The Messenger: March 8, 1906

Vagrants Beware!

The Mayor Prepares for the Spring Migration of the Tramp Class

As the time when tramps begin to wander around among the fields and in the towns is fast approaching, and the usual spring incoming of the ragged, “neverwork” class may be expected to strike Fort Dodge at any time, Mayor Bennett had prepared himself and will be in a position to make the stay of hoboes (sic) in Fort Dodge an interesting one.

The paths of such, as strike the city will not be lined with roses – Oh! no! It will be “back to the high grass,” or else away to the stone pile or the city streets; the hammer and the shovel for thirty days. The mayor’s policy with “vags” worked so well last spring that the formula has been preserved and as fast as the “Willies” drop into Fort Dodge they will be added to the street commissioner’s force.
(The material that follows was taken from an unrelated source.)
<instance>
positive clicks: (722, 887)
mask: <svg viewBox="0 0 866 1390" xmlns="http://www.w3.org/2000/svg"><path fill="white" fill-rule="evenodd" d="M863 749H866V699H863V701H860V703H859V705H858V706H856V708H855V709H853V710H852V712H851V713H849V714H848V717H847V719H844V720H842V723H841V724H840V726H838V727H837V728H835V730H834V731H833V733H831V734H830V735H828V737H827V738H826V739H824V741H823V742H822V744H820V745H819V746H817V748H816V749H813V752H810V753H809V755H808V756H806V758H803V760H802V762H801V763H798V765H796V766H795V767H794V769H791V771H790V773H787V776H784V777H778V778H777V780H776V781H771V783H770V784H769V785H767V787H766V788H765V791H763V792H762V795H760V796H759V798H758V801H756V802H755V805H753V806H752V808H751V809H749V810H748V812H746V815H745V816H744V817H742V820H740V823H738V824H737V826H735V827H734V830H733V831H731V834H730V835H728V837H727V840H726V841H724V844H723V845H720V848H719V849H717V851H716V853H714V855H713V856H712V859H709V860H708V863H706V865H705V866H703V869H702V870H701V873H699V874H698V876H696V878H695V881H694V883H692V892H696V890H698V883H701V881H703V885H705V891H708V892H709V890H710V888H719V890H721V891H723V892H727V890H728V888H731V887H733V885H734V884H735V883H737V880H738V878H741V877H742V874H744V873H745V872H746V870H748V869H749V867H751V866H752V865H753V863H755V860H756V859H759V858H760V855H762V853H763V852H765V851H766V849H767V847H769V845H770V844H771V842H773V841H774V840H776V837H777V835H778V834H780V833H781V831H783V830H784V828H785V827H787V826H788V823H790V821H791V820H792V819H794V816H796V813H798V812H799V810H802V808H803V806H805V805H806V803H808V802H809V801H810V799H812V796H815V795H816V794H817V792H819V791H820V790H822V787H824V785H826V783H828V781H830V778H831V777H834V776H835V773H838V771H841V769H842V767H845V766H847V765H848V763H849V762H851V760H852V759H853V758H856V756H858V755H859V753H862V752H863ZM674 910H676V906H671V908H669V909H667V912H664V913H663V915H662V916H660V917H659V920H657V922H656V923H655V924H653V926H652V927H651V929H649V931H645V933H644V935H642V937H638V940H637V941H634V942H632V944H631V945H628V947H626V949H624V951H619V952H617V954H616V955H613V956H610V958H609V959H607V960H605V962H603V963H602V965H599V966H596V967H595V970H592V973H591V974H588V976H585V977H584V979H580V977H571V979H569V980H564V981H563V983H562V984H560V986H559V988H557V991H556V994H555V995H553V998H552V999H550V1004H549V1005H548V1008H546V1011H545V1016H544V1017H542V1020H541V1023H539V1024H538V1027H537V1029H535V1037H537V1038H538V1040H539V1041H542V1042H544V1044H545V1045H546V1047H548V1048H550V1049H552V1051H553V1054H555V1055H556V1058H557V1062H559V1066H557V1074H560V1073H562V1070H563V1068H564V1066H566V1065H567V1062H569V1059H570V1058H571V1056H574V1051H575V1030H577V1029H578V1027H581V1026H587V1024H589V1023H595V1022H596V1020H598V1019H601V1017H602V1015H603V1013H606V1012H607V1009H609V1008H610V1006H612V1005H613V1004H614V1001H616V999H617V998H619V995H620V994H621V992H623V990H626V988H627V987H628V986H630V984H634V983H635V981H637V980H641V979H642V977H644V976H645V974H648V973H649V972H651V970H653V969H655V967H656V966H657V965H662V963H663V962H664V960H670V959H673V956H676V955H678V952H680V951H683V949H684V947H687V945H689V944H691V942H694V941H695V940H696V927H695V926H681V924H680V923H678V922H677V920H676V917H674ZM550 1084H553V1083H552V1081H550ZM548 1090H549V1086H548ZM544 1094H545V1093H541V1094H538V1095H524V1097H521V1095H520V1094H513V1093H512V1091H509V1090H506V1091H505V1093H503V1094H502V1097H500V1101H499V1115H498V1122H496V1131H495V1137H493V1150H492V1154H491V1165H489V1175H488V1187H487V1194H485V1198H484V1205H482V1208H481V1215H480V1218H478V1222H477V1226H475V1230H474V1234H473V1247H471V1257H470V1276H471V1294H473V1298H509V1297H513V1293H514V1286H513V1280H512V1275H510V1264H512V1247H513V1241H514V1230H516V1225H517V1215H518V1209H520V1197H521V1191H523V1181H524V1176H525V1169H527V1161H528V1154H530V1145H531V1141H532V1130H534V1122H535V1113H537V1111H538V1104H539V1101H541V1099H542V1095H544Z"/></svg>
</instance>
The street graft for police court prisoners has not been worked hard during the winter but unless Fort Dodge is given a wide berth by those qualified the ranks of the street forces will grow to surprising dimensions from now on.

(Editor’s note: In this time frame, the mayor – an elected official, possibly with no legal experience or training outside of being mayor, presided over police court – equivalent of Magistrate Court today – and handed down sentences. One sentence favored by Mayor Sidney Bennett for hobos was cleaning the city streets. The term “Willies” is short for “Weary Willies,” a slang term for tramps, hobos or vagrants.)